C’est ainsi que s’est déroulée la première séance psy de ma chienne Kimbelle. J’ai a-do-ré cette rencontre! Même si tout ne s’est pas déroulé comme je l’avais prévu.

Il faut dire que Kimbelle souffre de petites phobies. Pourtant, qu’est-ce que j’ai bossé pour en faire une véritable bachelorette du savoir-vivre canin et une chienne ISO du bonheur Pepsodent. Bien sûr, nous sommes allés à l’école enfantine des chiots. Après des nuits passées dans les bras de Google, je lui ai concocté un programme pédagogique mixant habilement Rousseau, Montessori et la scientologie – pour le côté renforcement positif. J’ai emmené Kimbelle partout et progressivement pour qu’elle ne devienne pas empotée comme moi. On a même fait du pédalo (c’était mon baptême à moi aussi), du téléphérique (j’ai le vertige sur un escabeau). On a renoncé à l’hélicoptère (trop cher), au skate-board (mon ménisque!). On a quand même pris des ascenseurs vitrés (j’ai le mal de mer).

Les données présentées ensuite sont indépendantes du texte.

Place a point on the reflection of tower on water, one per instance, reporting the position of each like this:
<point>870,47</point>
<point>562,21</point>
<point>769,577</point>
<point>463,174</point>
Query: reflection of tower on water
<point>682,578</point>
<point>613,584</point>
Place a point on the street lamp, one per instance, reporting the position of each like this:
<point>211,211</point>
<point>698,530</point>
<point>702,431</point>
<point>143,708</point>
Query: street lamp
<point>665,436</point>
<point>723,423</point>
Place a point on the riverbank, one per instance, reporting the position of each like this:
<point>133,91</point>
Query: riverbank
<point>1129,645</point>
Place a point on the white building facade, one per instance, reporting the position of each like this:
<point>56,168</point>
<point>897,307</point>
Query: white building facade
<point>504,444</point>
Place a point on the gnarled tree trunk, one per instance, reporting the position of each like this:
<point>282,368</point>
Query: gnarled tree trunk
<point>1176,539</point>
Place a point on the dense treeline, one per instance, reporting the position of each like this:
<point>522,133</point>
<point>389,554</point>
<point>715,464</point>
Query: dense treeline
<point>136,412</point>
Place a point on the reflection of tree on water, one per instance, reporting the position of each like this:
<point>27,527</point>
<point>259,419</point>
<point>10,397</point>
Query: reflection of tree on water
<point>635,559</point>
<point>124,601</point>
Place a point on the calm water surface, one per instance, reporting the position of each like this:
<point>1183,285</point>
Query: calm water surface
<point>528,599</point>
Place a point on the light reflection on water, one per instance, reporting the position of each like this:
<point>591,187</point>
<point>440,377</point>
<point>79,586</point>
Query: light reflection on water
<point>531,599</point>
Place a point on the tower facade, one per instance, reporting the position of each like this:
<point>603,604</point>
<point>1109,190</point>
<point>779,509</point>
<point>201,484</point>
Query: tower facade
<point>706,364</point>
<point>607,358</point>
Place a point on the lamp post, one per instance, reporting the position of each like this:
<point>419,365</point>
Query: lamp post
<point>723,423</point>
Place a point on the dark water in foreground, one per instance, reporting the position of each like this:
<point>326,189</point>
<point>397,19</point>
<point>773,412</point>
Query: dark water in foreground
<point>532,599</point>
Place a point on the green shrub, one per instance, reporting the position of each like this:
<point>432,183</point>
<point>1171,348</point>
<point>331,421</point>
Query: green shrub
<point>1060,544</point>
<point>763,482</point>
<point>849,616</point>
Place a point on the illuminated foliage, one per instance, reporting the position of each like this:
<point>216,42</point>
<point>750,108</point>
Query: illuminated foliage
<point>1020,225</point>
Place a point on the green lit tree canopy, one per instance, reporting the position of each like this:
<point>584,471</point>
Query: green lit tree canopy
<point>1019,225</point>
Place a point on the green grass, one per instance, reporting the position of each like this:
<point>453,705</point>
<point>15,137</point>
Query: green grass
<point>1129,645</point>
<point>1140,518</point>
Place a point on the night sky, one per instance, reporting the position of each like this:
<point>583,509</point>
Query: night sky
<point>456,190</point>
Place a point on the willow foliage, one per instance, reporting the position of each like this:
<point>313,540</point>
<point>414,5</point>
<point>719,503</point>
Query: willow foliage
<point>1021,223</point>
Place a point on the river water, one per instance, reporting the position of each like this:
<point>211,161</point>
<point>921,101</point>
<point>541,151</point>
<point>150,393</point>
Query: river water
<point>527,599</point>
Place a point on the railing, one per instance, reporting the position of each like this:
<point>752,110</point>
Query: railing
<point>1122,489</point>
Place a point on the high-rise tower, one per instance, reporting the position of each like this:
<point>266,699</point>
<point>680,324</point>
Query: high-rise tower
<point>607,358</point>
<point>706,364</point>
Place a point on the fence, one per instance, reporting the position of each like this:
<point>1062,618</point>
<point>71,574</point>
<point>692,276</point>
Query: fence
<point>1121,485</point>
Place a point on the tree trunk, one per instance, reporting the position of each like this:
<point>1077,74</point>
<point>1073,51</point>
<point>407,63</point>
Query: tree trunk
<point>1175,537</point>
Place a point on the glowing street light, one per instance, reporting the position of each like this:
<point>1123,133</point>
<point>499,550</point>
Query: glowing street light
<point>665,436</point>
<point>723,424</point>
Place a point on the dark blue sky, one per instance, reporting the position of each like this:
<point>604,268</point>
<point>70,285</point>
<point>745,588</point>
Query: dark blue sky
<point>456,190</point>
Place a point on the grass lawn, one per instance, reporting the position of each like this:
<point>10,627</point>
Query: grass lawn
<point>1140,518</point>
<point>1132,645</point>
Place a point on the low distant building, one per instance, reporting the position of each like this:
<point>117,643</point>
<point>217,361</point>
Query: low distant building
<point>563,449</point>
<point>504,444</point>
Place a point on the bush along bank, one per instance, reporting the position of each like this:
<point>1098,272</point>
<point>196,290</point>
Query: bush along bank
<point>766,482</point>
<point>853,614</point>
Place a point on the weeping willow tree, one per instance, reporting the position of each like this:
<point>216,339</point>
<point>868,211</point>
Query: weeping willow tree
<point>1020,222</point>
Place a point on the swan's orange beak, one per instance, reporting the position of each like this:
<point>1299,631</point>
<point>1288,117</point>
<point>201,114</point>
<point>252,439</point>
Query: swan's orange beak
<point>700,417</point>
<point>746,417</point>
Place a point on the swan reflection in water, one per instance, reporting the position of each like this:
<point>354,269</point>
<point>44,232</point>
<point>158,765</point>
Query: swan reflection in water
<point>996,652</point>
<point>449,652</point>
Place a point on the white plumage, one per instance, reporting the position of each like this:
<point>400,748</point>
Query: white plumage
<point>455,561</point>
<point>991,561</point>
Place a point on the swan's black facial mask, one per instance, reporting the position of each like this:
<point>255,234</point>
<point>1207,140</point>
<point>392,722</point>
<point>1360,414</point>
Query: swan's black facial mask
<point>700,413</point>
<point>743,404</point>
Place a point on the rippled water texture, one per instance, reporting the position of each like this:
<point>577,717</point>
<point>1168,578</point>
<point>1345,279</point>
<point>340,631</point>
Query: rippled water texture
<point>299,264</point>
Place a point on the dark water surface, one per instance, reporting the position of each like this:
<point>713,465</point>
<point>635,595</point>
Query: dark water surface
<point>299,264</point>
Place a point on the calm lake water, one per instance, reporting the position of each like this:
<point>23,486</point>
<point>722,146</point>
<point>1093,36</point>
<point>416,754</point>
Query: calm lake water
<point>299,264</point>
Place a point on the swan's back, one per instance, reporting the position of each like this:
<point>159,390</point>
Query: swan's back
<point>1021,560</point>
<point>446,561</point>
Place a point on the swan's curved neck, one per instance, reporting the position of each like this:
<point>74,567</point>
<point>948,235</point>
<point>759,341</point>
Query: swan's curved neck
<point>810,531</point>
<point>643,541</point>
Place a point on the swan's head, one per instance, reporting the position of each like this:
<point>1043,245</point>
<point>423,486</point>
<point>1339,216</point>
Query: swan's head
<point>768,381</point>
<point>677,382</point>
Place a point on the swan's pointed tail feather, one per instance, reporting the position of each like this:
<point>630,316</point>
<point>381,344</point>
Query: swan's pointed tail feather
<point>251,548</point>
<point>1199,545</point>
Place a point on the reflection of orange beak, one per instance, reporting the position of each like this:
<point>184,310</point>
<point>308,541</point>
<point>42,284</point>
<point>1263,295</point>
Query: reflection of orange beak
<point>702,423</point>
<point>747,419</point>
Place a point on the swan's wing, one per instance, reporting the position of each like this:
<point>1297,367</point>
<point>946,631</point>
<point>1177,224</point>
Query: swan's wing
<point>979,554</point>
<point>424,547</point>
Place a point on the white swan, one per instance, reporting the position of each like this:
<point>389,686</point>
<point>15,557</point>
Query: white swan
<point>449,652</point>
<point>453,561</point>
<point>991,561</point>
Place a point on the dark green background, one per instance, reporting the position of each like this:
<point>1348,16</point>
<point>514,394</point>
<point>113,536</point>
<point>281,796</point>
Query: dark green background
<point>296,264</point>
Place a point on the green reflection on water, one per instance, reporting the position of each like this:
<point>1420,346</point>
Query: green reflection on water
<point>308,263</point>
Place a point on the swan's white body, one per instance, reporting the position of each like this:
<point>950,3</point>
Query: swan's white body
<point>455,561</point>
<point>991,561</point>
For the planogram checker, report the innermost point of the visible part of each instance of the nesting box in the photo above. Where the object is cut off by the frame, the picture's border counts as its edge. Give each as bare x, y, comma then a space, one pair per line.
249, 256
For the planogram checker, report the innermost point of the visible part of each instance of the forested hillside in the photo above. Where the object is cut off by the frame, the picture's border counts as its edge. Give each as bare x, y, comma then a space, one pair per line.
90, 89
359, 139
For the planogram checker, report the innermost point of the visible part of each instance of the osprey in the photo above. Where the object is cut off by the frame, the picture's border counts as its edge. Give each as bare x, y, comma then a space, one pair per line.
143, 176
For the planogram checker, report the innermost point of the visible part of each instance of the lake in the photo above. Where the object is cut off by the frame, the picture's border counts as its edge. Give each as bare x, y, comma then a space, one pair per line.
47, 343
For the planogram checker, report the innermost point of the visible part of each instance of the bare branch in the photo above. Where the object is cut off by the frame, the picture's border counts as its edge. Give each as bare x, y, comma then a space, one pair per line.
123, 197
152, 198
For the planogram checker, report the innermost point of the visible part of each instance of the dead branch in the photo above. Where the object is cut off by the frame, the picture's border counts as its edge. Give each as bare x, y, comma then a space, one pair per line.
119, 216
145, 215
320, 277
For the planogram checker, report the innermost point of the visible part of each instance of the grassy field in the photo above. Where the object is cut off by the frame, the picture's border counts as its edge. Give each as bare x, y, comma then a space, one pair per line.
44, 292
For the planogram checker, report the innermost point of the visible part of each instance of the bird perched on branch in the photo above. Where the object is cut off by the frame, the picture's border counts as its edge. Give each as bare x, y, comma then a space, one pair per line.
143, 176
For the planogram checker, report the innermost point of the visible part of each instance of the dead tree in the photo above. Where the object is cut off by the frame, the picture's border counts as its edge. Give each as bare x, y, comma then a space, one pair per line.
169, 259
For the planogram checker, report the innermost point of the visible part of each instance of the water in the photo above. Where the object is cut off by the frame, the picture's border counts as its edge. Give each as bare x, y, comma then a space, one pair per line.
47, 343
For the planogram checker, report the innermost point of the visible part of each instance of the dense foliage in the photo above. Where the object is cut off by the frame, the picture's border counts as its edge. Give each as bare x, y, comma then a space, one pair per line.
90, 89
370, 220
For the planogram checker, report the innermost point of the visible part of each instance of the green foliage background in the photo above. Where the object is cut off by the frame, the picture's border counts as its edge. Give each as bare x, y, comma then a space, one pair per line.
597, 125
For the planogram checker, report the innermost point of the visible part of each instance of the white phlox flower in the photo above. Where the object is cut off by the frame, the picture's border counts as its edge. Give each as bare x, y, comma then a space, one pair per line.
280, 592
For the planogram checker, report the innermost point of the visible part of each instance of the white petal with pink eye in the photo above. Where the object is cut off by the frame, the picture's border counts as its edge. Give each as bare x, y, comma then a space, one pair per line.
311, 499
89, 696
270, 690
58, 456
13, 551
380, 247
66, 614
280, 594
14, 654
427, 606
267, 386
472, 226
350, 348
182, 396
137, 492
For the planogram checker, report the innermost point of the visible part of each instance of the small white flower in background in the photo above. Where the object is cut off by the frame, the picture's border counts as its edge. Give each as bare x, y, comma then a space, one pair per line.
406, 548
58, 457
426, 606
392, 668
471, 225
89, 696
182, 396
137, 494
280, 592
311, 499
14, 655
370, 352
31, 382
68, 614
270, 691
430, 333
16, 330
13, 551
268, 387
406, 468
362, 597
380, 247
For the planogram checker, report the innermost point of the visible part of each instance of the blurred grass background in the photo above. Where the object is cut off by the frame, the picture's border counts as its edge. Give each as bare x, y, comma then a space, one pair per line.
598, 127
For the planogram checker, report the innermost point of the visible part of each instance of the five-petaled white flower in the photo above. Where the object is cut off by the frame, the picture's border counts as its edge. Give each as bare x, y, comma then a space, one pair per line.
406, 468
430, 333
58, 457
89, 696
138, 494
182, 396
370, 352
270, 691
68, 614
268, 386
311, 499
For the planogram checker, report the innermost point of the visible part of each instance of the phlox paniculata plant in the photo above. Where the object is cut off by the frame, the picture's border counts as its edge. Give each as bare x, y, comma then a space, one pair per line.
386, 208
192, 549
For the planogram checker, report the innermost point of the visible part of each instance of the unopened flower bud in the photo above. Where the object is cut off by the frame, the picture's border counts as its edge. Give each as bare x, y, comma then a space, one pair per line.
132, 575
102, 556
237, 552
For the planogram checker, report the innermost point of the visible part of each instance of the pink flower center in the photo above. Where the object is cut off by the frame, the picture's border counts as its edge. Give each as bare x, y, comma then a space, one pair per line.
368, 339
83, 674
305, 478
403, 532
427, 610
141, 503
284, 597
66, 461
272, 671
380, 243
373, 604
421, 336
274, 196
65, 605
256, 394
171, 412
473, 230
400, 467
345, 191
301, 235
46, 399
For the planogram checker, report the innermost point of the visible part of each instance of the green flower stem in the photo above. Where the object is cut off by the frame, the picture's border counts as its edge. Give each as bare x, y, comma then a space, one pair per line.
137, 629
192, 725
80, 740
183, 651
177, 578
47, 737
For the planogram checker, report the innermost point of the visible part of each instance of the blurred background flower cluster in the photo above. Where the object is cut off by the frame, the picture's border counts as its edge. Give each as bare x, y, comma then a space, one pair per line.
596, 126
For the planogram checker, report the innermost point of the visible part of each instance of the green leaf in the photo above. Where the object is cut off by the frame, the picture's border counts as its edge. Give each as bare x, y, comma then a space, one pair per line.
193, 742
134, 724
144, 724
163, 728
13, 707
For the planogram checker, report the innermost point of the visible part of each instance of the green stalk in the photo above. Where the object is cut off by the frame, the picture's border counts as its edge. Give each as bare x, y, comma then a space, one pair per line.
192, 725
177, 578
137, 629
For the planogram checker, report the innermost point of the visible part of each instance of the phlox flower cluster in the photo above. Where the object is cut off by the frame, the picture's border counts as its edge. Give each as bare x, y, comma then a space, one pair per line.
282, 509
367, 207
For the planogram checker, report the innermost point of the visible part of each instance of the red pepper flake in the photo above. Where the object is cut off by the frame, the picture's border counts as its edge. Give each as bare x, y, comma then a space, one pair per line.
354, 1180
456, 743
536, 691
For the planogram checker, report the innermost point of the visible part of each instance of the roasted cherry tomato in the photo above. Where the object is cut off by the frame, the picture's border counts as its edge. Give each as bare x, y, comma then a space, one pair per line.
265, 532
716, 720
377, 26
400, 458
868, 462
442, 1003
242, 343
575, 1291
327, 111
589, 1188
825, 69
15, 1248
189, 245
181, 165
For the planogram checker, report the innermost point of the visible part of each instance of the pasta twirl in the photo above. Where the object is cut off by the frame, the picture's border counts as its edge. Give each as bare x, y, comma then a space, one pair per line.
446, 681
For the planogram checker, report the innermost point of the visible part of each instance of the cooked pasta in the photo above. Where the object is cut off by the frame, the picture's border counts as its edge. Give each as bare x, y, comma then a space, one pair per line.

Résultat: ma chienne n’avait peur de rien jusqu’à ce qu’une passerelle s’effondrât dans un fracas si violent qu’elle en a tremblé pendant 48 heures. Désormais, elle a une peur bleue des bruits métalliques et des… chaises pliables (T’es sérieuse Kimbelle?) Surtout, elle s’en prend aux personnes qui portent des objets en hauteur – pas pratique à l’ère des livreurs de pizzas qui slaloment sur les trottoirs.

Dans un couple, il y en a toujours un qui s’ennuie, et l’autre qui souffre

Phrase entendue au bistro, très librement adaptée de Roland Barthes

J’ai donc cherché quelqu’un pour parfaire son éducation. Et quelle jungle j’ai découverte! En quelques années, les travailleurs gravitant autour des animaux ont pullulé. Il y a les innombrables promeneurs de chiens – formés ou non, légaux ou non. Les éducateurs plus ou moins autorisés qui vous abordent dans les parcs. Les comportementalistes. Les médiums animaliers qui consultent par téléphone, les guérisseurs munis des fleurs de Bach ou les voyantes qui vous parlent des vies antérieures de votre chiot. Des personnes ayant fait de longues études. Et d’autres juste armées de leurs dons ou d’un gros culot. Au début, n’y connaissant rien, j’ai confié ma chienne à un formidable promeneur sans-papiers qui, selon mes calculs, devait gagner 10 francs de l’heure. Pour que vous vous fassiez une idée de l’ampleur du secteur, le site de Genève répertorie 89 éducateurs canins – liste non exhaustive ne comportant que les travailleurs déclarés.

J’avais donc trouvé la perle rare, une comportementaliste qualifiée et chaudement recommandée, enfin. J’avais bossé mes questions. Mais dès que j’ai ouvert la porte, les rôles se sont inversés: je me suis retrouvé à la place du patient qui a besoin d’une aide thérapeutique. Et ma chienne s’est comportée comme si elle avait tout manigancé.

J’ai appris plein de choses. Assez renversantes. Je croyais que ma chienne m’ignorait: elle ne me quitte pas des yeux. Je l’imaginais indifférente. Elle est sur-tendre. Je me pensais doux. Je suis cassant. Je croyais lui inculquer du savoir-vivre. Je vais devoir réapprendre à vivre. Notre couple? On se croirait chez Proust où les amoureux aiment trop ou pas assez, et jamais au même moment. Je vous laisse. Je dois gérer l’info. On en reparlera. L’année prochaine!